A reportagem relata que Gulljan – o nome da senhora dos livros – já havia sido ameaçada inúmeras vezes pelo Talibã, primeiro por estar nas ruas trabalhando – na lógica do regime, mulheres não poderiam – e em segundo por não estar vendendo livros islâmicos. Gulljan vende romances estrangeiros e não ficção e o faz para ajudar em casa e possibilitar a circulação de conhecimento.
Há uma necessidade clara para Gulljan, mas que para muitos de nós aparece em penumbra: precisamos ler mais e com mais qualidade. Se de um lado o analfabetismo é um grave problema que se espalha pelo mundo em pleno século das máquinas inteligentes, de outro lado, o analfabetismo funcional é uma realidade absurda de países como o Brasil. A pergunta sobre quantos livros se leu em um ano é, de um lado reducionista, de outro lado péssima uma vez que a maioria das pessoas não entende um só livro que lê e o problema do entendimento se estende à política, porque os cidadãos que não leem, ou que leem e não entendem, votam.

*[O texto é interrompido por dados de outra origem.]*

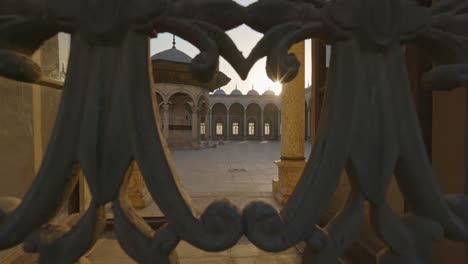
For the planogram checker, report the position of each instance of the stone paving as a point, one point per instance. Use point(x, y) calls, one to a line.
point(239, 171)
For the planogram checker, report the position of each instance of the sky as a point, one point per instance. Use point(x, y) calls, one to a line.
point(244, 37)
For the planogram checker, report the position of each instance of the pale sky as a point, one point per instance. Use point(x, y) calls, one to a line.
point(244, 37)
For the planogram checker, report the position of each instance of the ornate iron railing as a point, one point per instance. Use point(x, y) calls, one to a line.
point(106, 121)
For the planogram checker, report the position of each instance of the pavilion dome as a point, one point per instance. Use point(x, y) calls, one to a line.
point(173, 55)
point(220, 92)
point(253, 92)
point(236, 92)
point(269, 93)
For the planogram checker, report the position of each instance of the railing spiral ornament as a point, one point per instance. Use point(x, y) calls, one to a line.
point(368, 125)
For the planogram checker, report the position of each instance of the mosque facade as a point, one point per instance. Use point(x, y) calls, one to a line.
point(198, 114)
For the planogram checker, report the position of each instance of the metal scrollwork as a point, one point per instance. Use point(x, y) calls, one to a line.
point(106, 121)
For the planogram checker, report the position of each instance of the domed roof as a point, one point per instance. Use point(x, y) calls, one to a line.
point(220, 92)
point(173, 55)
point(236, 92)
point(269, 93)
point(253, 92)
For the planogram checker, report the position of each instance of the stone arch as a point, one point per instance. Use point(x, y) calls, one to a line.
point(180, 120)
point(182, 89)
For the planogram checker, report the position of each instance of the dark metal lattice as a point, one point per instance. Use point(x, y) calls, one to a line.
point(368, 125)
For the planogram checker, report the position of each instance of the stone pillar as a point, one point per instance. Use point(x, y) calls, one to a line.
point(228, 126)
point(195, 126)
point(262, 125)
point(166, 120)
point(319, 77)
point(292, 161)
point(135, 187)
point(245, 124)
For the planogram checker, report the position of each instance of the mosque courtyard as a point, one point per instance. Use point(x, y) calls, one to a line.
point(241, 171)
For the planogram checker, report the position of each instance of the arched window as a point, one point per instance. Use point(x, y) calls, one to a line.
point(219, 129)
point(235, 128)
point(267, 129)
point(251, 129)
point(202, 128)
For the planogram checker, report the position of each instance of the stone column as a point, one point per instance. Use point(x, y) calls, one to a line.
point(245, 124)
point(279, 125)
point(166, 120)
point(262, 125)
point(228, 126)
point(208, 125)
point(292, 161)
point(308, 123)
point(194, 126)
point(135, 187)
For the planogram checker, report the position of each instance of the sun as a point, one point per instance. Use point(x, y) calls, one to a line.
point(276, 87)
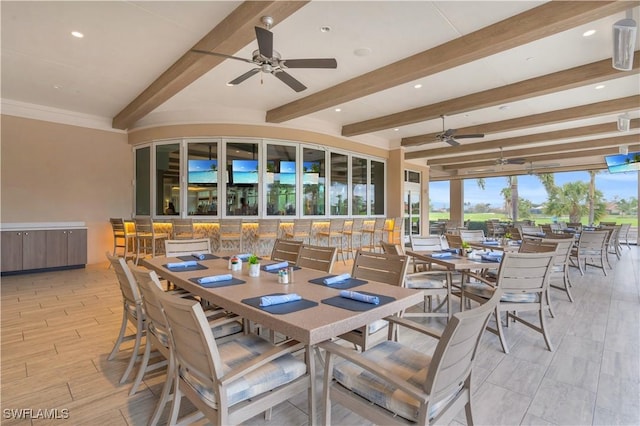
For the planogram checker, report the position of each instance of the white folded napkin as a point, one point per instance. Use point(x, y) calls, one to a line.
point(360, 297)
point(185, 264)
point(215, 278)
point(337, 279)
point(275, 266)
point(279, 299)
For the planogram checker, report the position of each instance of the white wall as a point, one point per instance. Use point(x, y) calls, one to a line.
point(61, 173)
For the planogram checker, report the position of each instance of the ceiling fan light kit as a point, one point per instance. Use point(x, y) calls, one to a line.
point(269, 61)
point(624, 40)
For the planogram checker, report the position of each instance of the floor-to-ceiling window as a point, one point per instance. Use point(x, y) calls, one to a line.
point(281, 179)
point(202, 178)
point(253, 177)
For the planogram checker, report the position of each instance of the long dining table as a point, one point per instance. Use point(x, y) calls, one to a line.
point(318, 322)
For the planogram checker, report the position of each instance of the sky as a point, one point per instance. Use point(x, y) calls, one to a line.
point(624, 185)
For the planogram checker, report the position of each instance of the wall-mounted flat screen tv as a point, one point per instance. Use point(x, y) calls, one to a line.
point(244, 171)
point(622, 163)
point(287, 172)
point(203, 171)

Enquanto muitos escritores consagrados prosseguem se esforçando em realizar oficinas de escrita para revelar novos escritores que estejam sob a sua batuta de influência – porque isso dá dinheiro –, o problema da leitura no país continua o mesmo: pouco se lê, quase nada se entende. Não deveríamos nos esforçar em conjunto por oficinas de leituras para a formação de bons leitores, sobretudo em parcerias com profissionais de educação básica?
Estamos entrando em um novo ciclo e a pandemia de Covid-19, que prossegue, nos dá uma perspectiva mais urgente de nossas necessidades. Ao mesmo tempo, 2022 é um ano eleitoral, momento em que os lobos se vestem de lã e tornam-se mui afáveis. A leitura, a perspectiva cultural, o olhar arguto é uma necessidade de primeira ordem no Brasil. Não estamos em guerra civil ou dominados por um regime ultraconservador terrorista que minou as instituições – embora estejamos presenciando a tentativa de implantação de um regime similar. Para além de todos esses assombros, vivemos o momento em que multibilionários e suas big techs desejam prender nossa atenção em telas coloridas de conteúdos às vezes dementes.
Gulljan e sua necessidade de vender livros, arriscando sua vida para tanto. Essa poderia ser uma cena distante, mas os problemas que ela denuncia nos são, infelizmente, muito próximos. 2022, e seu recomeço, não seria a hora de mudarmos isso?